Nicht einmal die geliebte Familie kann den Commissario so recht aufheitern. Und der schönen und smarten Signorina Elettra gönnt er kaum einen Blick. Wie die Familie gehört sie zum lieb gewonnenen Personal der Romane. Vieles scheint auserzählt in dieser Folge wie die Launen des dumm-arroganten Vorgesetzten Patta oder auch die Kochkünste der intelligenten Ehefrau Paolo.

Griffoni und die Frauen-Power

Dass Donna Leon mit der schönen Neapolitanerin Claudia Griffoni eine neue Figur eingeführt hat, spricht allerdings gegen die Annahme, die Amerikanerin könnte ihre erfolgreiche Krimi-Serie beenden. In diesem Fall, in dem es anfangs nur um einen schrecklichen Unfall und zwei leichtsinnige junge Männer zu gehen scheint, spielt sie neben dem amtsmüden Brunetti eine wichtige Rolle. Mit Frauen-Power sorgt sie dafür, dass der frustrierte Brunetti sich am Ende doch noch zu umfangreichen Ermittlungen aufrafft.

Brunetti im Stimmungstief

Wieder einmal führen sie tief in den Morast menschlicher Gier und decken eine Tragödie auf, vor der nicht nur Venedig allzu gern die Augen verschließt.  Doch der Ermittlungserfolg ist teuer erkauft und lässt Brunetti verstört zurück. Der 31. Fall sei schon in der Mache, hat Donna Leon in einem Interview verraten. Man darf gespannt sein, ob und wie es ihr gelingt, ihren Commissario wieder aus dem Stimmungstief herauszuholen. Oder ob er sich am Ende womöglich dafür entscheidet, auf dem Land zu leben. Das sei sein Traum, hat er Paolo verraten.

Donna Leons neue Wahlheimat

Donna Leon hat es vorgemacht. Sie hat schon vor Jahren Venedig für ein Kaff im Schweizerischen Val Müstair verlassen. Seit 2020 ist die gebürtige Amerikanerin Schweizerin.  Der Massentourismus und vor allem die Kreuzfahrtschiffe in Venedig wurden ihr zu viel.  „Auf der Strada Nova fühlte ich mich wie in Mumbai“, verriet sie in einem Interview.

Hineingelesen…

… Griffonis Verdacht

„Du hast Borgato aufgespürt? Wunderbar. Wo?“
„Castel Volturno“, antwortete sie und fügte, obwohl sich das eigentlich von selbst verstand, hinzu: „Sitz der nigerianischen Mafia.“
„Erzähl.“
„Vor vierzehn Jahren hat er dort einen Auffahrunfall verursacht – an einer roten Ampel.
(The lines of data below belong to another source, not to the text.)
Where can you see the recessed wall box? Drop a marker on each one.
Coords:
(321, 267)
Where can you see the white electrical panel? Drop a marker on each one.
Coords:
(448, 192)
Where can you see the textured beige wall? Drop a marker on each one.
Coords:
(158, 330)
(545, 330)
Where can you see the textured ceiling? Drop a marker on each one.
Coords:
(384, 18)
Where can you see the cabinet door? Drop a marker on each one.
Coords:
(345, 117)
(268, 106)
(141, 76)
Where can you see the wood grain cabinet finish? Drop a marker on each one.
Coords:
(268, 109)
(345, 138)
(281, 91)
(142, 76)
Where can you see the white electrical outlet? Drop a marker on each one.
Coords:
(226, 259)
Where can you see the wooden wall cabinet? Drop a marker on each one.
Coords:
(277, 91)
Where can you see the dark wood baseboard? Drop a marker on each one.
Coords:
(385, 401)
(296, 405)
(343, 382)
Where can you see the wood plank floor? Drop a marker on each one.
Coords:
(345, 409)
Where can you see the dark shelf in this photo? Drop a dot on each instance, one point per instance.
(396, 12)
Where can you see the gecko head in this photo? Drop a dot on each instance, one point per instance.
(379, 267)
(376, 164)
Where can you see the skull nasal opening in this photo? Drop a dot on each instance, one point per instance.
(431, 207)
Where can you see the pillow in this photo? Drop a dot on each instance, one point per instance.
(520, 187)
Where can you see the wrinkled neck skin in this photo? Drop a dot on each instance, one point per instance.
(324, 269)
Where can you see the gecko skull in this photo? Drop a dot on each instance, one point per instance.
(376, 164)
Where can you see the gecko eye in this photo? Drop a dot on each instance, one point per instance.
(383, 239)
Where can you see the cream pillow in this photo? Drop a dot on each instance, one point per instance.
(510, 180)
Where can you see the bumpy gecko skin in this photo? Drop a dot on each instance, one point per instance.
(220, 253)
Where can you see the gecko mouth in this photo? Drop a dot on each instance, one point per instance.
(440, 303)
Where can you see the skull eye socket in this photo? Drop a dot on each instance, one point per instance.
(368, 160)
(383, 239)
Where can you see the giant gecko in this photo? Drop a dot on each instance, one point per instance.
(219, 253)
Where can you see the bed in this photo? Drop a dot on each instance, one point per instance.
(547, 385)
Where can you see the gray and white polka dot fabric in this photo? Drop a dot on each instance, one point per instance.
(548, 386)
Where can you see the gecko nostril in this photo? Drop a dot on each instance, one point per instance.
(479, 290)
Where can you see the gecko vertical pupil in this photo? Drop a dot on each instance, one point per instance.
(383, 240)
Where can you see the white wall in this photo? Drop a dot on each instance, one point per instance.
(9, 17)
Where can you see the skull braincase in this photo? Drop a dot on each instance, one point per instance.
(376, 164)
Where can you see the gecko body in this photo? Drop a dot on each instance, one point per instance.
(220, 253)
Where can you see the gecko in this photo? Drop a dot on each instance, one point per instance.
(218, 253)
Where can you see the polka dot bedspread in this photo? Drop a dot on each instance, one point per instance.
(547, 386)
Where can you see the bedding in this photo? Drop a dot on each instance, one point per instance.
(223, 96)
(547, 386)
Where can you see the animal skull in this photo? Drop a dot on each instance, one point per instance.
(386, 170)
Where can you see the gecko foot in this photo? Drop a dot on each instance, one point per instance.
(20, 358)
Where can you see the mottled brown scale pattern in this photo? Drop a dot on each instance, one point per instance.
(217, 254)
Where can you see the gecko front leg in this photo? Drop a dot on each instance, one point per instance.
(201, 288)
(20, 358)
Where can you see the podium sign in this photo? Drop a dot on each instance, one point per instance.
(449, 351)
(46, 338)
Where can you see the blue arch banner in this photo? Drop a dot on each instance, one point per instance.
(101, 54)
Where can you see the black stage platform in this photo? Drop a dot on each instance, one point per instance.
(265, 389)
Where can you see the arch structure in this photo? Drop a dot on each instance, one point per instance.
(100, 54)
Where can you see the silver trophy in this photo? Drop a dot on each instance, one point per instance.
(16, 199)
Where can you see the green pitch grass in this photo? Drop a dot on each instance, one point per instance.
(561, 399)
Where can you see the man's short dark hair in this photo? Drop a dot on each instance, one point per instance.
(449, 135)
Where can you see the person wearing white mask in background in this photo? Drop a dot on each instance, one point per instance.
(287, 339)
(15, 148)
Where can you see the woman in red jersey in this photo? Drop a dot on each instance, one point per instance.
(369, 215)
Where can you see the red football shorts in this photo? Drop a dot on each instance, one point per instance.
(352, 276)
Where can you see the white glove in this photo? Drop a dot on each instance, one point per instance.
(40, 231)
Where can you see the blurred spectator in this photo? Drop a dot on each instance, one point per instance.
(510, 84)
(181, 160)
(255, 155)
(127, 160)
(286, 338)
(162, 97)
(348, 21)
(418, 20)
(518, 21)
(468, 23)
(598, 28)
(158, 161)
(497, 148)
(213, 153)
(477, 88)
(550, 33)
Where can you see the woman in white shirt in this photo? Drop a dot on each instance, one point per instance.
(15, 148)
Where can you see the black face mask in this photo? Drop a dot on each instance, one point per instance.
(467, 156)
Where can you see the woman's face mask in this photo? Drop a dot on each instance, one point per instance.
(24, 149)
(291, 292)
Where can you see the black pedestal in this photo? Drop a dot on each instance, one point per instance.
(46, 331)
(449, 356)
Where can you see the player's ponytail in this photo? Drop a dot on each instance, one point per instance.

Vor zwölf Jahren bekam er eine Buße, weil er in Villa Literno, etwa zehn Kilometer von Castel Volturno, bei Rot über eine Kreuzung fuhr. Und vor zehneinhalb Jahren bekam er in Cacello, auch keine zwanzig Kilometer entfernt, ein Bußgeld wegen Raserei. Seitdem nichts mehr, überhaupt kein Ärger mehr mit der Polizei.“
„Das lässt tief blicken“, warf Brunetti ein.
Griffoni nickte. „Denkst du dasselbe wie ich?“, fragte sie.
„Ja, jedenfalls, wenn du denkst, er hat mit der nigerianischen Mafia zu tun, weil die Polizei ihn dann nämlich in Ruhe lassen würde.“
„Für wen sonst könnt er dort gearbeitet haben?“ fragte Griffoni. „Die ist der einzige Arbeitgeber dort. Nur mit kriminellen Geschäften kann man dort Geld verdienen.“
Beide verfielen in Schweigen, bis Griffoni die Geduld verlor und fragte: „Was unternehmen wir?“
„Nichts“, antwortete Brunetti prompt. „Wenn wir davon ausgehen, dass er da mitmischt, können wir nur abwarten und die Ohren offen halten.“
Griffoni sah ihn verwundert an. „Das habe ich von dir noch nie gehört: dass wir nichts machen können.“
Auch Brunetti fand es unerträglich, doch davon wurde es nicht weniger wahr.  Er hatte  – wie jeder Polizist im Land – seit Jahren von der nigerianischen Mafia gelesen und gehört: undurchdringlich, brutal, allgegenwärtig in der Gegend um Castel Volturno. Ein Kollege hatte ein Jahr dort duchgehalten und war dann in den vorzeitigen Ruhestand getreten. Über das, was er dort erlebt hatte, hüllte er sich in Schweigen, zu entlocken war ihm nur, die Stadt liege „in einem anderen Land“.
„Wir können nur weiter nach Informationen suchen. Wir brauchen mehr, als dass er in Castel Volturno gelebt hat: Das macht ihn nicht zum Verbrecher. Bis wir eine Verbindung finden…“, bekräftigte Brunetti, „können wir nichts tun.“
Griffoni ballte frustriert die Fäuste im Schoß.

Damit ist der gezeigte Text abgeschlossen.